На родовом участке покойного Романа Байсюка расторопный, трудолюбивый и имеющий «капитал» Константин (вместе с местными тремя мужиками) поставил дом! В доме сразу забурлила семейная жизнь: в дом из землянки перебралась и мачеха. «В тесноте, да не в обиде, – думали Акулина и Костя, – ведь они нам родные, СВОИ». В родных Девятках Акулина родила своего первенца – сына. Довольны были все: в селище есть хозяин, мужик! Сестрёнка, как зачарованная, смотрела на Константина, наклонившегося над сохой и частенько хваталась помочь, повести впереди лошадь; а «земелька» чёрными волнами ложилась в стороны, давая надежду на хороший урожай. Чем дальше, тем больше. Мачеха относилась к Константину, если и не как к собственному мужу, то как к своему должнику. Не стесняясь, брала зерно для своих кур и кабана, муку. Если Акулина или Костя заставали её за воровством, кричала: «А мне надо». Между тем Акулина родила второго сына, который вскоре умер. Константин изо всех сил старался обеспечить достаток семье, твёрдо усвоил несправедливое, но верное правило: «Хочешь разбогатеть – торгуй». Поставил цель – развести свиней.
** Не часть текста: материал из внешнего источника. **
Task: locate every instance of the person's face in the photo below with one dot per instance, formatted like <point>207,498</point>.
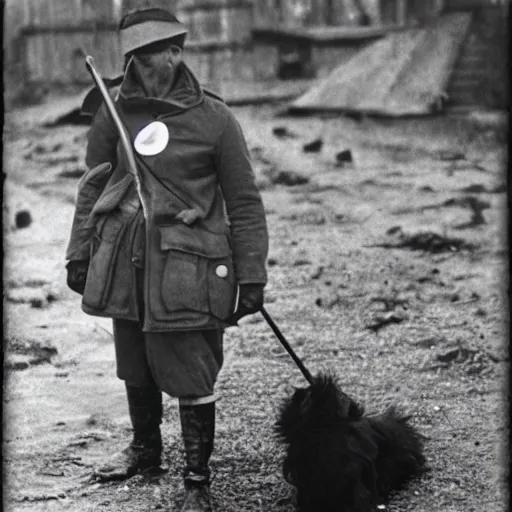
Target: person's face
<point>160,56</point>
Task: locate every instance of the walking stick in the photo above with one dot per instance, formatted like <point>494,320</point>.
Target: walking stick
<point>123,134</point>
<point>286,345</point>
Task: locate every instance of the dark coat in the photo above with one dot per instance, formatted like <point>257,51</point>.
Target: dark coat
<point>205,214</point>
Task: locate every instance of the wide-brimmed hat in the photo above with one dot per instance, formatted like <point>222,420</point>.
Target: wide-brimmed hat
<point>144,22</point>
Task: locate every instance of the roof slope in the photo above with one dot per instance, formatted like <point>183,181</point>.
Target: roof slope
<point>405,73</point>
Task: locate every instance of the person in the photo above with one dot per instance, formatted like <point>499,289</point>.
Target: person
<point>167,256</point>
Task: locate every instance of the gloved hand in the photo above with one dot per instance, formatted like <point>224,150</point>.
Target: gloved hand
<point>77,275</point>
<point>249,302</point>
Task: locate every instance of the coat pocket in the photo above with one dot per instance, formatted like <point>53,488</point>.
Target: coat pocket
<point>198,274</point>
<point>104,250</point>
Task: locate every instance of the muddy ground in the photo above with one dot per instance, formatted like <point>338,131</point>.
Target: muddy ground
<point>390,271</point>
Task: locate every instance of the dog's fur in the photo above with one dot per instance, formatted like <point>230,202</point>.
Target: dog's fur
<point>340,460</point>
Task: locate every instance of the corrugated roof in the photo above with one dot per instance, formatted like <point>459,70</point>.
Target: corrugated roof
<point>405,73</point>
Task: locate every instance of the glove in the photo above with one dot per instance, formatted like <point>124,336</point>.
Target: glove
<point>77,275</point>
<point>249,302</point>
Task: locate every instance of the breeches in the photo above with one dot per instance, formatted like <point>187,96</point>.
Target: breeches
<point>183,364</point>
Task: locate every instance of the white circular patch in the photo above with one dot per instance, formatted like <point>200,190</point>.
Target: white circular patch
<point>152,139</point>
<point>222,271</point>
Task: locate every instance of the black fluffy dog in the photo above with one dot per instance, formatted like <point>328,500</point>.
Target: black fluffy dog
<point>340,460</point>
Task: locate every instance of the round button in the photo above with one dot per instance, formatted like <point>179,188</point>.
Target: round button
<point>222,271</point>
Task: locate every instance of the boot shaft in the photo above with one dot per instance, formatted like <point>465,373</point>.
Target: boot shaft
<point>198,431</point>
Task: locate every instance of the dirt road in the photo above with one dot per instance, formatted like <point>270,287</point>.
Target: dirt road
<point>389,271</point>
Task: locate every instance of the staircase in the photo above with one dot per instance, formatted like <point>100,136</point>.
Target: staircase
<point>469,80</point>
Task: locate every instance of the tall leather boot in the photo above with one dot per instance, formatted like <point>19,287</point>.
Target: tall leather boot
<point>145,449</point>
<point>198,430</point>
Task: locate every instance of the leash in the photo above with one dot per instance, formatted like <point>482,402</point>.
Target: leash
<point>286,345</point>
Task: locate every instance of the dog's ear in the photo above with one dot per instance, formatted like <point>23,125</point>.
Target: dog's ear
<point>355,410</point>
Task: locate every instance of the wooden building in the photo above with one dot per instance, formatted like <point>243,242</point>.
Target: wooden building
<point>52,34</point>
<point>247,40</point>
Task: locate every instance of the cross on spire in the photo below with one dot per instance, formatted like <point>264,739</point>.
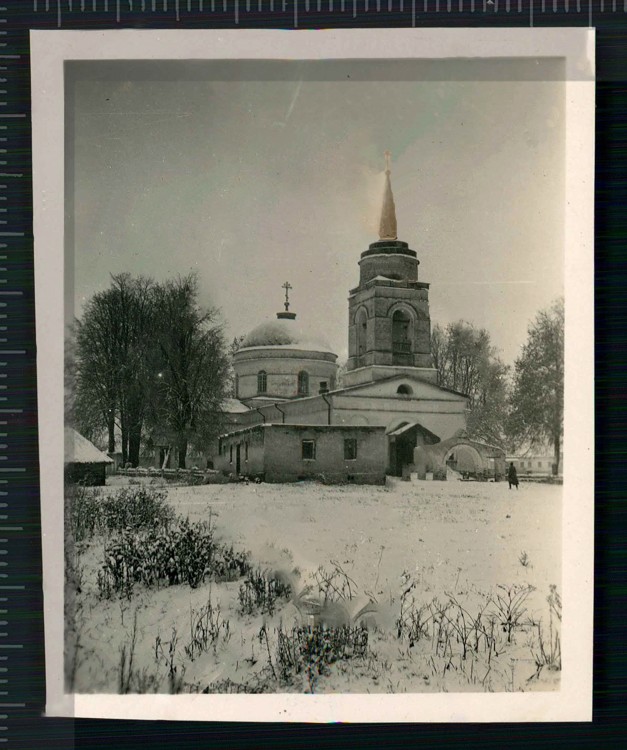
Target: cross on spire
<point>387,225</point>
<point>287,286</point>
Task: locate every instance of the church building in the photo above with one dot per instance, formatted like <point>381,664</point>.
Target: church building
<point>299,423</point>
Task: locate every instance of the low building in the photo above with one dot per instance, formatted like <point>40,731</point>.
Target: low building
<point>388,396</point>
<point>469,458</point>
<point>83,462</point>
<point>293,452</point>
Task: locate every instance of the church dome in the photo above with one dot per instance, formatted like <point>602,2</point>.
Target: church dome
<point>284,333</point>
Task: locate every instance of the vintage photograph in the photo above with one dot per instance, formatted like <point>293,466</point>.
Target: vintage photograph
<point>314,366</point>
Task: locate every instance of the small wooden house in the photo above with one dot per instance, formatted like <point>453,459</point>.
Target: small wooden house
<point>83,462</point>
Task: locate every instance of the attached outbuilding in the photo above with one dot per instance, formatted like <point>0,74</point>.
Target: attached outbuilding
<point>297,452</point>
<point>83,462</point>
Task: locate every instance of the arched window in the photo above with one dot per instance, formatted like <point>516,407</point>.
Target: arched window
<point>361,323</point>
<point>401,332</point>
<point>303,383</point>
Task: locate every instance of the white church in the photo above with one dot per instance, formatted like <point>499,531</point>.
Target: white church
<point>291,420</point>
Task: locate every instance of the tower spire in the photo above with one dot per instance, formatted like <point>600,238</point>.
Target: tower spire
<point>387,225</point>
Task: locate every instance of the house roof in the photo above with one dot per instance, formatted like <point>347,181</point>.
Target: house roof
<point>287,334</point>
<point>79,450</point>
<point>234,406</point>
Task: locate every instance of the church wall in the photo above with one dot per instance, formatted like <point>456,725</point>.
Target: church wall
<point>284,461</point>
<point>251,442</point>
<point>282,375</point>
<point>389,264</point>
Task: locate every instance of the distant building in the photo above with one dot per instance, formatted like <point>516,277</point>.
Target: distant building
<point>83,462</point>
<point>287,377</point>
<point>536,462</point>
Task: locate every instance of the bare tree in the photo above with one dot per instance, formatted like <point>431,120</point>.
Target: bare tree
<point>537,402</point>
<point>191,366</point>
<point>467,362</point>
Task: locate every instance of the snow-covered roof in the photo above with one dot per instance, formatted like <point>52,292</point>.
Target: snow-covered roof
<point>234,406</point>
<point>79,450</point>
<point>285,333</point>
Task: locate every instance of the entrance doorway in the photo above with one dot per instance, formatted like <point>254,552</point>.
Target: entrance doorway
<point>402,441</point>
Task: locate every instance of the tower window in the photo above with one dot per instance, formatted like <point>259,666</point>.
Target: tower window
<point>309,450</point>
<point>361,325</point>
<point>303,383</point>
<point>350,449</point>
<point>401,332</point>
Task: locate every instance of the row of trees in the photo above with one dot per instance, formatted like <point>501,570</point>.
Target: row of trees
<point>147,361</point>
<point>523,407</point>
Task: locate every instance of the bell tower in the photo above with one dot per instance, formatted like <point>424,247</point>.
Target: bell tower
<point>389,327</point>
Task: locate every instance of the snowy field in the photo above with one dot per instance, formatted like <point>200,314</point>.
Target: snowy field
<point>466,567</point>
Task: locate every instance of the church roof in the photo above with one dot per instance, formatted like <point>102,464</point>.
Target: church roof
<point>285,333</point>
<point>234,406</point>
<point>387,224</point>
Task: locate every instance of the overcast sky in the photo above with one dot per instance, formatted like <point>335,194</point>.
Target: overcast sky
<point>182,167</point>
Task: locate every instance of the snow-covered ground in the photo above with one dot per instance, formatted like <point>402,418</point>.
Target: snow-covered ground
<point>456,541</point>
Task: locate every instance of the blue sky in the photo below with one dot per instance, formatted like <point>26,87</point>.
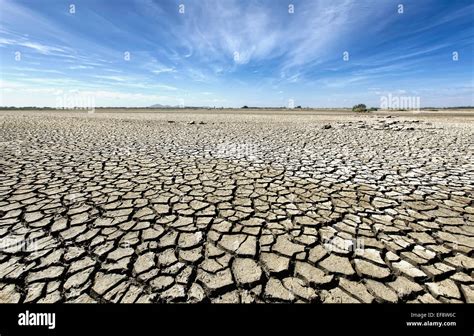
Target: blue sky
<point>233,53</point>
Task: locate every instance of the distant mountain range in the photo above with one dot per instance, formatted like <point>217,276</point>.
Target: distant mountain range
<point>176,106</point>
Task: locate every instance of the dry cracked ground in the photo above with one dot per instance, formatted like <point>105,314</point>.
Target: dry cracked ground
<point>229,207</point>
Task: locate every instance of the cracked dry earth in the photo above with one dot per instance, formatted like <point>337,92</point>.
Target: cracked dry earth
<point>235,208</point>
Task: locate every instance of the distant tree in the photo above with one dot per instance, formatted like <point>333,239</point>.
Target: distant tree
<point>359,108</point>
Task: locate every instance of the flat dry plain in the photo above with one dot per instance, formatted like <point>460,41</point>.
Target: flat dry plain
<point>236,206</point>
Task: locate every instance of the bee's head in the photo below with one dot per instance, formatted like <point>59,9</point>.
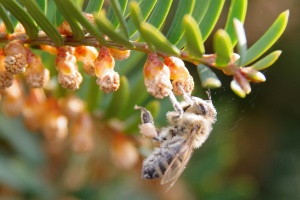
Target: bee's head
<point>204,108</point>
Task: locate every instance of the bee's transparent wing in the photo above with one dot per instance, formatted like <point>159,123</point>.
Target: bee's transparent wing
<point>180,160</point>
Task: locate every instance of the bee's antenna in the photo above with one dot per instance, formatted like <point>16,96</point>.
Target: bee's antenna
<point>187,97</point>
<point>208,94</point>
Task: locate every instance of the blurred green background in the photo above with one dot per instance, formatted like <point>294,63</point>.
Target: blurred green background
<point>253,151</point>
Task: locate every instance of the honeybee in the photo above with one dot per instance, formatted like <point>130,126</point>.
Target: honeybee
<point>189,126</point>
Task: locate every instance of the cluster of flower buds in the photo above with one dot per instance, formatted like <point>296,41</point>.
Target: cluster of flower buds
<point>66,65</point>
<point>158,75</point>
<point>107,78</point>
<point>15,59</point>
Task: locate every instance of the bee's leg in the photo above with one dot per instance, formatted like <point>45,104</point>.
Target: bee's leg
<point>176,105</point>
<point>147,127</point>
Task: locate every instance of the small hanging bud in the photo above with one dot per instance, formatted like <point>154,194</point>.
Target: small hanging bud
<point>243,82</point>
<point>253,75</point>
<point>119,54</point>
<point>6,78</point>
<point>107,78</point>
<point>180,75</point>
<point>87,55</point>
<point>13,98</point>
<point>81,133</point>
<point>157,77</point>
<point>65,28</point>
<point>123,152</point>
<point>237,89</point>
<point>36,75</point>
<point>15,61</point>
<point>34,109</point>
<point>50,49</point>
<point>240,85</point>
<point>68,75</point>
<point>55,124</point>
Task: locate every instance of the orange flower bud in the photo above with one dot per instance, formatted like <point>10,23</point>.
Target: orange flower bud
<point>119,54</point>
<point>81,133</point>
<point>36,75</point>
<point>55,124</point>
<point>107,78</point>
<point>50,49</point>
<point>13,98</point>
<point>87,55</point>
<point>15,61</point>
<point>65,29</point>
<point>34,109</point>
<point>180,75</point>
<point>68,75</point>
<point>123,152</point>
<point>6,78</point>
<point>240,85</point>
<point>157,77</point>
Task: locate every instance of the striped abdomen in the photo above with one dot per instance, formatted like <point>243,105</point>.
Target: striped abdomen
<point>157,163</point>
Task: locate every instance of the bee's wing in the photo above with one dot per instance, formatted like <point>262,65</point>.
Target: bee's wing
<point>174,170</point>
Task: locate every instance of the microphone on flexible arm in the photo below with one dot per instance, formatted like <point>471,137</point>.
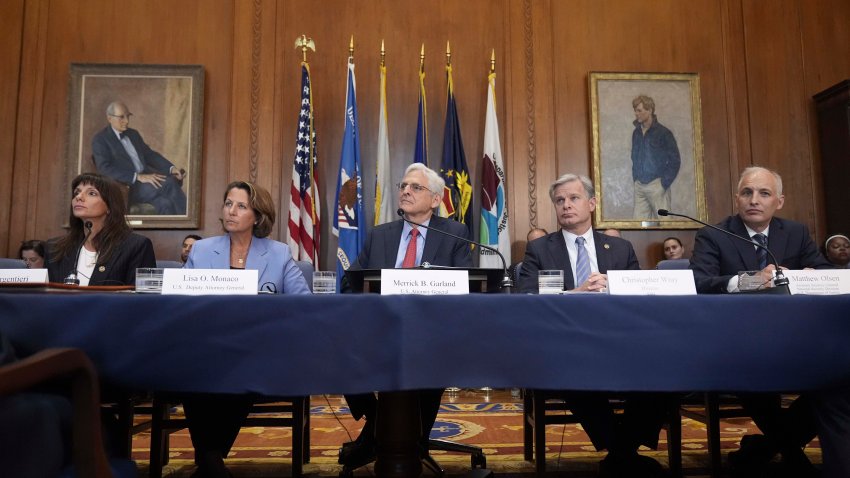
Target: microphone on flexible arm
<point>506,285</point>
<point>72,278</point>
<point>779,281</point>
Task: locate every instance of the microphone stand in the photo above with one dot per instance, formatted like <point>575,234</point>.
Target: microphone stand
<point>72,278</point>
<point>780,282</point>
<point>505,286</point>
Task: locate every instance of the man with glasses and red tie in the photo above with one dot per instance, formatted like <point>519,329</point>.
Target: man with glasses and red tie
<point>399,244</point>
<point>121,153</point>
<point>585,257</point>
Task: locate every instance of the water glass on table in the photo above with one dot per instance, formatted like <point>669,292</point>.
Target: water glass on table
<point>324,282</point>
<point>550,281</point>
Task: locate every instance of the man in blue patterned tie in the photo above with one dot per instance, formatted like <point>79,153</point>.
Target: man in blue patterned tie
<point>585,256</point>
<point>717,261</point>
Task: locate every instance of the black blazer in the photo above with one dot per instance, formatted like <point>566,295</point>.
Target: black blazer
<point>718,257</point>
<point>111,159</point>
<point>550,252</point>
<point>135,251</point>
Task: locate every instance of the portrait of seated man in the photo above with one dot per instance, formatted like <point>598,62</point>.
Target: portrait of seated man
<point>120,152</point>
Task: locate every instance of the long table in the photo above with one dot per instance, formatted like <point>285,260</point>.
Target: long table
<point>300,345</point>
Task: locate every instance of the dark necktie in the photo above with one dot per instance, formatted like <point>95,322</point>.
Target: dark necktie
<point>410,253</point>
<point>761,253</point>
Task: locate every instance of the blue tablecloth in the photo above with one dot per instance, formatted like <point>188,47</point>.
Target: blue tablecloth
<point>285,345</point>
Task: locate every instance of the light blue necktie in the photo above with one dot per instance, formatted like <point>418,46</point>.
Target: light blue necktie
<point>582,262</point>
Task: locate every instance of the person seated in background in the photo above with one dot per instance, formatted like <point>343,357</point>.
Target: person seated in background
<point>585,256</point>
<point>186,248</point>
<point>837,251</point>
<point>32,253</point>
<point>673,248</point>
<point>247,216</point>
<point>399,244</point>
<point>717,261</point>
<point>99,248</point>
<point>534,233</point>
Сам кормил, ухаживал за поросятами. Акулина тоже крутилась, как белка в колесе. А уж как сильно Костя любил лошадей! Как за ребёнком ухаживал за жеребёнком. Не только в Девятках и Тевлях знали, что Костя торгует хорошим товаром: поросята здоровые, свинина вкусная, а лошади сильные. Но мачеха не давала спокойно отдохнуть дома, придиралась и была постоянно недовольна. Дошло до того, что Константину пришлось недалеко поставить ещё хатку – тёщину, чтобы та с дочерью жила своим хозяйством. Акулина каждый год рожала ребёнка. Уже умерло четверо младенцев. В 1927 году Акулина опять была на сносях, когда умер пятилетний первенец, сынок. Но тужить было некогда. Горе матери, горе семье. Невинная душа, что поделаешь: «Бог дал – Бог взял». Вскоре родилась дочь, назвали Верой. Акулине был уже 31 год. Верочка была похожа на неё, Акулину. Девочка оказалась крепкой, и никакая зараза к ней не прицепилась. Слава Богу! Когда двухлетняя Верочка уже бегала по двору, Акулина подарила миру сына Владимира. Мальчик тоже был похож на Акулину. Красивые дети.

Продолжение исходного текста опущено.